Sherpa Onnx | Awesome Repository

Sherpa-ONNX is an ONNX-based speech processing toolkit that provides a local speech recognition engine, an on-device voice synthesis tool, and a speaker identification framework. It is designed as a cross-platform speech API that enables speech-to-text, text-to-speech, and speaker verification tasks to be executed locally on a device without requiring network access.

The project is distinguished by its ability to perform zero-shot voice cloning and speaker diarization on-device. It supports a wide range of hardware accelerations, including GPU and various NPU architectures, and provides a WebSocket server for hosting remote streaming and batch transcription services.

The toolkit covers a broad surface of audio capabilities, including multilingual speech recognition and translation, sound event classification, wake word detection, and voice activity detection. It also includes text processing utilities for automatic punctuation and subtitle generation, as well as audio signal processing for noise removal and source separation.
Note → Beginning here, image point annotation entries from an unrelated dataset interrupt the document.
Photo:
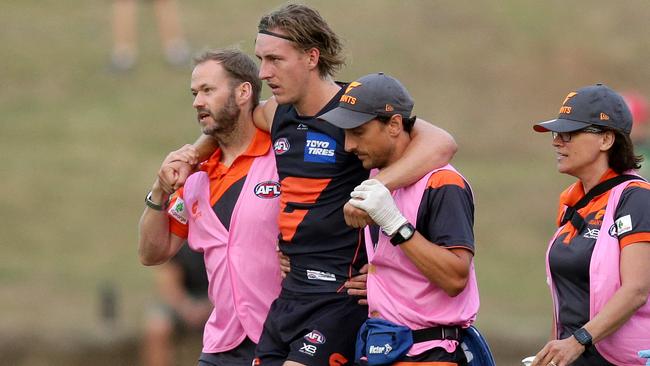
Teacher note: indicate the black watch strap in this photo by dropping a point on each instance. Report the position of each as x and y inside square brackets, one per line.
[404, 233]
[583, 337]
[153, 205]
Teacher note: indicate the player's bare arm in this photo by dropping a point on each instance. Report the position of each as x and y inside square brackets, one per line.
[431, 147]
[156, 244]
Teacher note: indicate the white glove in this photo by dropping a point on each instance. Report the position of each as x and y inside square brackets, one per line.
[645, 354]
[374, 198]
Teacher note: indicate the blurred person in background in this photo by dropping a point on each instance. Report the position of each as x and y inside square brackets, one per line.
[314, 321]
[124, 27]
[640, 135]
[598, 258]
[422, 275]
[183, 306]
[227, 210]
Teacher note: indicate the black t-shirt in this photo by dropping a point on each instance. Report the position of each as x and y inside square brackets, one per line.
[316, 177]
[445, 213]
[570, 261]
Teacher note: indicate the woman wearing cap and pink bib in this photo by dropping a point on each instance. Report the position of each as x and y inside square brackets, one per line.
[596, 261]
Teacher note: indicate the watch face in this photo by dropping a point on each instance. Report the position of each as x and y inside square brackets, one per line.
[583, 337]
[406, 231]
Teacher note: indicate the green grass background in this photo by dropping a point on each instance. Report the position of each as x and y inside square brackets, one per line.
[80, 146]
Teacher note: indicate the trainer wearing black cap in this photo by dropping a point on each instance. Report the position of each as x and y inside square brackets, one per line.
[421, 273]
[597, 259]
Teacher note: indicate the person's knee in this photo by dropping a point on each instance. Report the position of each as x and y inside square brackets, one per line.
[158, 326]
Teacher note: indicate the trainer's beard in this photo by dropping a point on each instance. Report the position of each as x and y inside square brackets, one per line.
[225, 120]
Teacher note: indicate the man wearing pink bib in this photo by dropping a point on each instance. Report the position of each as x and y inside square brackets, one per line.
[421, 272]
[228, 210]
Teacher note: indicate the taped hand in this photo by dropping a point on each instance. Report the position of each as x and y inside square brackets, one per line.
[374, 198]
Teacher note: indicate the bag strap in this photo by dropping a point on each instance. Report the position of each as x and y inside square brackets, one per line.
[571, 213]
[436, 333]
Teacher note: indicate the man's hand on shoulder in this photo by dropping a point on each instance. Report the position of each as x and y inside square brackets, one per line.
[176, 167]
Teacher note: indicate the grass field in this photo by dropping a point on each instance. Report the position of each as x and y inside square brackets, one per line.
[80, 146]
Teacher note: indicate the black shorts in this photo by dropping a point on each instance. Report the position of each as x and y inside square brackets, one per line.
[312, 329]
[432, 356]
[241, 355]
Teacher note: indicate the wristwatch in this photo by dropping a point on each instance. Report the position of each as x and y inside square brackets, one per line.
[404, 233]
[153, 205]
[583, 337]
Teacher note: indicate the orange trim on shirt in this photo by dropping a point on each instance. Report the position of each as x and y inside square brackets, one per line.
[445, 177]
[223, 177]
[572, 195]
[634, 238]
[300, 191]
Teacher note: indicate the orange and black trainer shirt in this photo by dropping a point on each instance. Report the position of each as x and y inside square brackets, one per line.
[226, 182]
[570, 254]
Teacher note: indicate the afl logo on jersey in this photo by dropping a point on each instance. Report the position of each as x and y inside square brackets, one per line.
[267, 190]
[281, 146]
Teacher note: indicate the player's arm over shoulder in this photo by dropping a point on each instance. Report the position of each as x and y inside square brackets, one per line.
[263, 114]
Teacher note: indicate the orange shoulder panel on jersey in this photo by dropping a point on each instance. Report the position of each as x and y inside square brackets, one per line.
[297, 191]
[634, 238]
[445, 177]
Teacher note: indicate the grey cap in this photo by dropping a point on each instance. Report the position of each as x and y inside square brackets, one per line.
[592, 105]
[369, 97]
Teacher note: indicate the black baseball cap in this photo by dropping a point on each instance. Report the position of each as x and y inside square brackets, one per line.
[592, 105]
[369, 97]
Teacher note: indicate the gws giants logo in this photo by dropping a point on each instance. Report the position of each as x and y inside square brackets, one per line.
[345, 98]
[281, 146]
[267, 190]
[315, 337]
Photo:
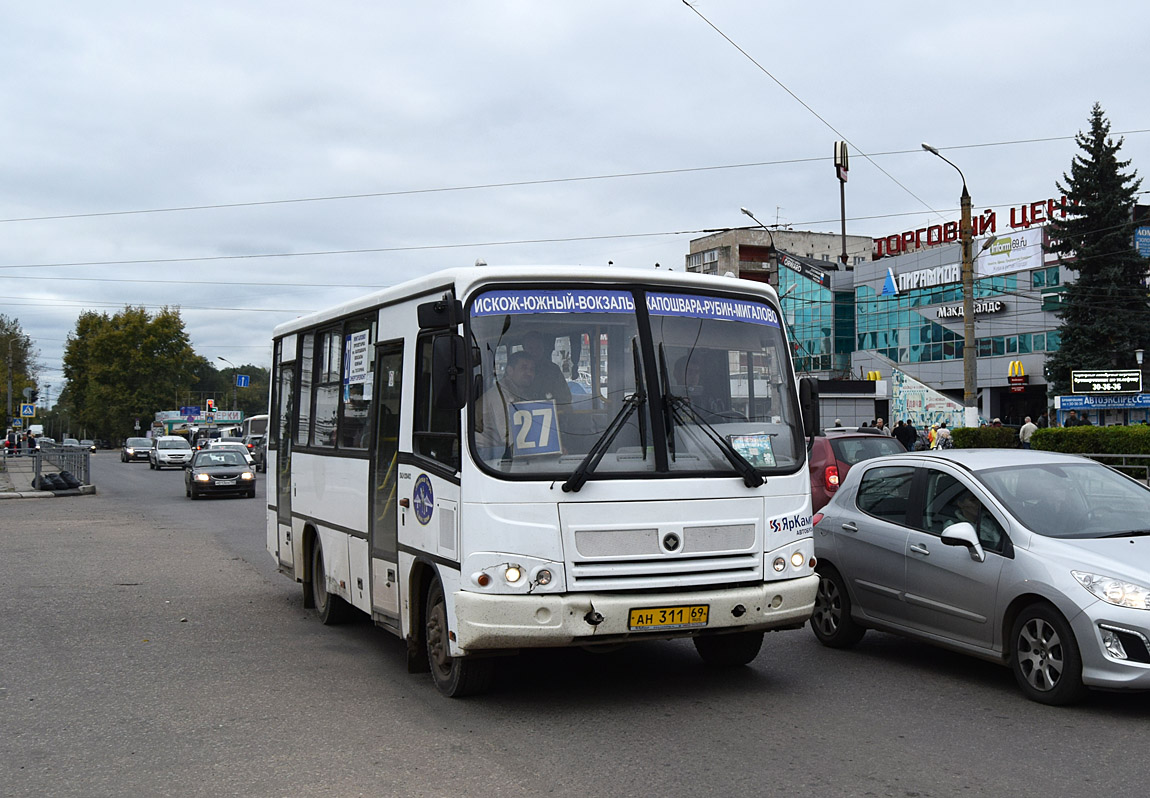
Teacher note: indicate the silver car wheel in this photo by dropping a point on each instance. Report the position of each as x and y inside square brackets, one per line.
[1040, 654]
[828, 607]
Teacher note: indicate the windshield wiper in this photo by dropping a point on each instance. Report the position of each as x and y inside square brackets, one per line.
[579, 477]
[679, 405]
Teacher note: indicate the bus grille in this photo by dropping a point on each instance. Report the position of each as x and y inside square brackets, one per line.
[665, 573]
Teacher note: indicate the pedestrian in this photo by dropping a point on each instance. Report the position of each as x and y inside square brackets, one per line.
[1028, 429]
[907, 435]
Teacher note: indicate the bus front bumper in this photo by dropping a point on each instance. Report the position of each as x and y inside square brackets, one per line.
[498, 622]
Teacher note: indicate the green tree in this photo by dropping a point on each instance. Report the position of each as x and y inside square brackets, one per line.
[1105, 314]
[22, 369]
[125, 367]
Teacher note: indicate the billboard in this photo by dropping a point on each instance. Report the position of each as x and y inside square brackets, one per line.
[1019, 251]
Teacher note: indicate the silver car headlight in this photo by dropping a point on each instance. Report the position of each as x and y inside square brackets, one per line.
[1116, 591]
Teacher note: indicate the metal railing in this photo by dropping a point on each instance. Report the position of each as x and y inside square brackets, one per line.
[75, 460]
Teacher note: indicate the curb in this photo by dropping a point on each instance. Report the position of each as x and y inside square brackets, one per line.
[83, 490]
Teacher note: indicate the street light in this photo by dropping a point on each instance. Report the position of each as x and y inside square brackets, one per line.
[970, 367]
[235, 371]
[761, 225]
[773, 255]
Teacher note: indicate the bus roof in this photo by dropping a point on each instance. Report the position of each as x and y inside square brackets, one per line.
[465, 279]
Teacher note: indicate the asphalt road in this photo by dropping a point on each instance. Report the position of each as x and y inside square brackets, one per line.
[148, 647]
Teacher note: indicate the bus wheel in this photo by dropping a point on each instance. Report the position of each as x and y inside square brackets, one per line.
[331, 608]
[729, 650]
[454, 676]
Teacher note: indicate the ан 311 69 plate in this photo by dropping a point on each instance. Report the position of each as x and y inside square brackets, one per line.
[689, 616]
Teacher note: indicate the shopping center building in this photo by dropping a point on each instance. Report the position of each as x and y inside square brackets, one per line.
[882, 322]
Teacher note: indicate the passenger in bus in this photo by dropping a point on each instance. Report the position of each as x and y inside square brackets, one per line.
[549, 382]
[514, 385]
[689, 376]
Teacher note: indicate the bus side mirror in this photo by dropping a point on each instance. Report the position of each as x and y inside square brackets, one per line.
[809, 405]
[442, 314]
[449, 371]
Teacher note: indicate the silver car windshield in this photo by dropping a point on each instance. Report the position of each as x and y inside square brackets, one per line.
[1073, 500]
[565, 373]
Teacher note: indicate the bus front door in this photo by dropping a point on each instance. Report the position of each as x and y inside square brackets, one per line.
[384, 529]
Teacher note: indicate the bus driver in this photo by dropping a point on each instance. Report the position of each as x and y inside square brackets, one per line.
[514, 385]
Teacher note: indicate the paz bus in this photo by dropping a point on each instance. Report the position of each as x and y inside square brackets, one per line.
[492, 459]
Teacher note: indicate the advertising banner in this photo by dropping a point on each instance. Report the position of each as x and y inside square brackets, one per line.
[1017, 252]
[921, 404]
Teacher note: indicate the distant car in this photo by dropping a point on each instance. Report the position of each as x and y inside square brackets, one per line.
[169, 451]
[202, 437]
[258, 447]
[219, 470]
[135, 449]
[833, 454]
[1035, 560]
[229, 444]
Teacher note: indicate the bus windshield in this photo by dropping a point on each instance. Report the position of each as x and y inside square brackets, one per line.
[637, 382]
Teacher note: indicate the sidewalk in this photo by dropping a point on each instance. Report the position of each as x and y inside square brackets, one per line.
[16, 481]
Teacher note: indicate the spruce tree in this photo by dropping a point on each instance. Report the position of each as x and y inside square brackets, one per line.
[1105, 314]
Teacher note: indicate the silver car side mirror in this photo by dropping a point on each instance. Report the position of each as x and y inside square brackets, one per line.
[963, 534]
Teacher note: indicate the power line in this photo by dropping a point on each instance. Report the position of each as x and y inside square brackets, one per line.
[543, 181]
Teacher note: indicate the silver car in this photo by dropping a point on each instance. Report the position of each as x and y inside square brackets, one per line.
[1032, 559]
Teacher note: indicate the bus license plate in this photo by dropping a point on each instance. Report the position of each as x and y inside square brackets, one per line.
[668, 618]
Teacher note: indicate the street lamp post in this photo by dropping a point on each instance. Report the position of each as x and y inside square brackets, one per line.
[970, 365]
[774, 253]
[234, 373]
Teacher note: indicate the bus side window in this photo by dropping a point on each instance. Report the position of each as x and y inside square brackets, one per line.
[436, 430]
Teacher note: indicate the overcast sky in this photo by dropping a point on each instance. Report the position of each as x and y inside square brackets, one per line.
[522, 132]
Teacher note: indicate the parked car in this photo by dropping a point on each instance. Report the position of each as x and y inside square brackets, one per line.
[833, 454]
[230, 444]
[135, 449]
[169, 450]
[219, 470]
[1036, 560]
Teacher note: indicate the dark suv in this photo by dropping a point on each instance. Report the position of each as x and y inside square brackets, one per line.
[835, 451]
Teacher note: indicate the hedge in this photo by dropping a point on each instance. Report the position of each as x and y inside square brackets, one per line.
[1094, 439]
[986, 437]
Native interfaces are available for Java, Kotlin, Swift, and Object Pascal, with support for WebAssembly to enable browser-based recognition.

Features

Local Inference - Executes all speech processing tasks directly on the local device without requiring network access.
Speech Recognition Systems - Provides an offline inference system that converts spoken audio to text across multiple platforms.
Voice Activity Detection - Identifies speech segments in audio files or streams to optimize transcription and filter silence.
Real-Time Transcription - Processes live microphone input for low-latency transcription, keyword spotting, and noise reduction.

Features

Local Inference - Executes all speech processing tasks directly on the local device without requiring network access.
Speech Recognition Systems - Provides an offline inference system that converts spoken audio to text across multiple platforms.
Voice Activity Detection - Identifies speech segments in audio files or streams to optimize transcription and filter silence.
Real-Time Transcription - Processes live microphone input for low-latency transcription, keyword spotting, and noise reduction.

Native interfaces are available for Java, Kotlin, Swift, and Object Pascal, with support for WebAssembly to enable browser-based recognition.